A human rights lawsuit filed by residents of the South Pacific island of Bougainville against mining company Rio Tinto has become one of the early casualties of the Supreme Court's ruling in Kiobel v. Royal Dutch Petroleum

On Friday the U.S. Court of Appeals for the Ninth Circuit issued a one-page order dismissing with prejudice the plaintiffs' case filed under the Alien Tort Statute, citing Kiobel. In Kiobel, the high court ruled in April that the statute applies only to conduct in United States territory.

O'Melveny & Myers partner Jonathan Hacker represented Rio Tinto before the Ninth Circuit. (He took over when his partner Sri Srinivasan became U.S. Solicitor General.) Hacker did not immediately return a request for comment.

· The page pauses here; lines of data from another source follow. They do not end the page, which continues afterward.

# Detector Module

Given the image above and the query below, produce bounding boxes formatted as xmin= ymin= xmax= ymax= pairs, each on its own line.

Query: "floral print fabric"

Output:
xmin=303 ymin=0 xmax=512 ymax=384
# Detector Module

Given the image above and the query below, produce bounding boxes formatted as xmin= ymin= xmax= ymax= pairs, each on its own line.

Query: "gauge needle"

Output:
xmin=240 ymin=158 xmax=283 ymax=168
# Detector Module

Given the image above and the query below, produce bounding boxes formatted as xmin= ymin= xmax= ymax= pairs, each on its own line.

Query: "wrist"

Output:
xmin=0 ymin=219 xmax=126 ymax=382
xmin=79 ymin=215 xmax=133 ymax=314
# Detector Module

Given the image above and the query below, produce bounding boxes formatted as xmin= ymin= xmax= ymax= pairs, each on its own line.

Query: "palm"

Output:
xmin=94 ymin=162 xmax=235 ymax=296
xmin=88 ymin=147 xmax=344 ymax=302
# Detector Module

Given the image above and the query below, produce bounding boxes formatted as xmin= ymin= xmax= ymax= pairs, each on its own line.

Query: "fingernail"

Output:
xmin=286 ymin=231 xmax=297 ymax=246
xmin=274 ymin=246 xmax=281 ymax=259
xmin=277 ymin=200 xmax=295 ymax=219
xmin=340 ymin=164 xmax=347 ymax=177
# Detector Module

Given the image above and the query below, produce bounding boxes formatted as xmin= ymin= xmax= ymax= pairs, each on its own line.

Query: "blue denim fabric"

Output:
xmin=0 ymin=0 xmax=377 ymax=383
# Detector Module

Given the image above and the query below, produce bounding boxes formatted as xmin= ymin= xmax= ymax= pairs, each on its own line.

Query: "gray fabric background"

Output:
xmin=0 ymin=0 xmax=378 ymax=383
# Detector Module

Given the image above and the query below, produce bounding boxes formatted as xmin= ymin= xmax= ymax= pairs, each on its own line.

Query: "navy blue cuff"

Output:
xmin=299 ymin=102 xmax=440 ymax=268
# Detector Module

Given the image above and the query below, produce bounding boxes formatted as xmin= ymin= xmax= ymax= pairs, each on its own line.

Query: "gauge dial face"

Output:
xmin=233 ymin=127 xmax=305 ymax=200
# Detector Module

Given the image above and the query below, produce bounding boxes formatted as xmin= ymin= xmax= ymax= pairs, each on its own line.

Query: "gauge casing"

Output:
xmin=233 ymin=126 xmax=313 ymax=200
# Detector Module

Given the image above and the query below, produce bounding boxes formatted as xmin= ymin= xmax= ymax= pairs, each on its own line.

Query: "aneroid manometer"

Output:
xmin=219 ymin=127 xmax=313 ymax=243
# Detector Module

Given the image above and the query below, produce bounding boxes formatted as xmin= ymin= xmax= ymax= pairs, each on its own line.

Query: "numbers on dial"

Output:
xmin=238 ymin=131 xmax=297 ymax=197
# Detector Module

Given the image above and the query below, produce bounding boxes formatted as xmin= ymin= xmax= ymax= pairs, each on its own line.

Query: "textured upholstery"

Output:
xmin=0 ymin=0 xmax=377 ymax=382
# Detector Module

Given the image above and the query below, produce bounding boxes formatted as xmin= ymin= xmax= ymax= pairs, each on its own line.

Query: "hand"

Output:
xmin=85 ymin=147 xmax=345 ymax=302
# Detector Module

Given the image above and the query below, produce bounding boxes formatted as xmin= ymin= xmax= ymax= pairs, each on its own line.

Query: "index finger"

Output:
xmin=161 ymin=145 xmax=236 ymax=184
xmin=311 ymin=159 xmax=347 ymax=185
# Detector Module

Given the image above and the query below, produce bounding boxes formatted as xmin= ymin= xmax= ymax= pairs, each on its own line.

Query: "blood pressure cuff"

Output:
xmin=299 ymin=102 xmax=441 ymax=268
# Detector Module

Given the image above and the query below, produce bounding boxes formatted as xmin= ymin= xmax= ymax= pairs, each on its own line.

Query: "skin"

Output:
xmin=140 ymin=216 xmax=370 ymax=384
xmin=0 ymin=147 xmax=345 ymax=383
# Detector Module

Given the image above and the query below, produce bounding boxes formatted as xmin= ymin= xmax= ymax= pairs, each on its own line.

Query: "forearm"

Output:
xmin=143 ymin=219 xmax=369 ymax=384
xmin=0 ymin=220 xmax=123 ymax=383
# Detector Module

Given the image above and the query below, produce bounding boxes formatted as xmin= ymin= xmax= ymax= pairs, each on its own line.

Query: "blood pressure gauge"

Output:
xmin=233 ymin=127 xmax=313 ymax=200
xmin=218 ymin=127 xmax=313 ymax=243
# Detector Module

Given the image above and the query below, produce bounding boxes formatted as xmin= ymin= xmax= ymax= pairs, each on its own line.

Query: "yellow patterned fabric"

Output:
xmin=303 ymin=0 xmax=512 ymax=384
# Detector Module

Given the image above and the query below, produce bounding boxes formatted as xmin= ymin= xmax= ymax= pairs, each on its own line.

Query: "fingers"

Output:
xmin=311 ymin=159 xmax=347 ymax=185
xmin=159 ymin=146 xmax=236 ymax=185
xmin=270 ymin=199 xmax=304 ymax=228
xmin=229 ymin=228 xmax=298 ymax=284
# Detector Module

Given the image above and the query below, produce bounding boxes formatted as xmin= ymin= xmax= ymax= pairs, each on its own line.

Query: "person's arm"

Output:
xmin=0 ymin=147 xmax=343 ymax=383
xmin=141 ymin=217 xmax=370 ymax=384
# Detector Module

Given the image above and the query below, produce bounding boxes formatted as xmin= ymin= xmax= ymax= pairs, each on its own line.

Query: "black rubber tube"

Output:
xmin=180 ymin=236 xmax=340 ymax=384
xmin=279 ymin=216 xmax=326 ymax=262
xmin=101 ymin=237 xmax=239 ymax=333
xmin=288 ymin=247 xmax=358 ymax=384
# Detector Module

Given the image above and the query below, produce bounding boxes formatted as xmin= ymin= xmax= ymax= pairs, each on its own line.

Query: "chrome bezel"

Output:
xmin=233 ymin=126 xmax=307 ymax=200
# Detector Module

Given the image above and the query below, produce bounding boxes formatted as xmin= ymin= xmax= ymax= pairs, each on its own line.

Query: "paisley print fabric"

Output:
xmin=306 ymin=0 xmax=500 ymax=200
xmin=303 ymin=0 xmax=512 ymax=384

In October 2011 the Ninth Circuit reversed a district court and allowed the plaintiffs' genocide and war crimes claims against Rio Tinto to go forward. The plaintiffs accused the company of helping the Papua New Guinea military carry out mass killings by providing it with weapons and helicopters. In the divided 2011 opinion, the court rejected Rio Tinto's argument that corporations can't be held liable under the Alien Tort Statute, and that the statute doesn't apply extraterritorially.

Rio Tinto filed for cert, but the Supreme Court remanded the case to the Ninth Circuit shortly after issuing its Kiobel decision.

Steve Berman of Hagens Berman Sobol Shapiro represented the plaintiffs and received our Litigator of the Week honor in October 2011 for keeping the 13-year-old suit alive. He didn't immediately return a request for comment.

Rio Tinto is one of the first high-profile cases to be tossed on the grounds set forth in Kiobel , said Professor Vivian Curran of the University of Pittsburgh School of Law. In June another ATA lawsuit was dismissed in federal court in Alexandria, Virginia. U.S. District Judge Gerald Bruce Lee found that he didn’t have jurisdiction to consider claims that government contractor CACI International conspired to torture detainees at the Abu Ghraib prison.

"It looks like now there will be a real circumscription of the Alien Tort Statute," said Curran. "It's early, but from what we can see, the lower courts are applying the majority [ Kiobel ] opinion."

Editor's note: An earlier version of this story incorrectly stated that O'Melveny's Jonathan Hacker took over this case for Rio Tinto when when his partner Sri Srinivasan was nominated to the U.S. Court of Appeals for the D.C. Circuit. Hacker took over when Srinivasan became Solicitor General. We regret the error.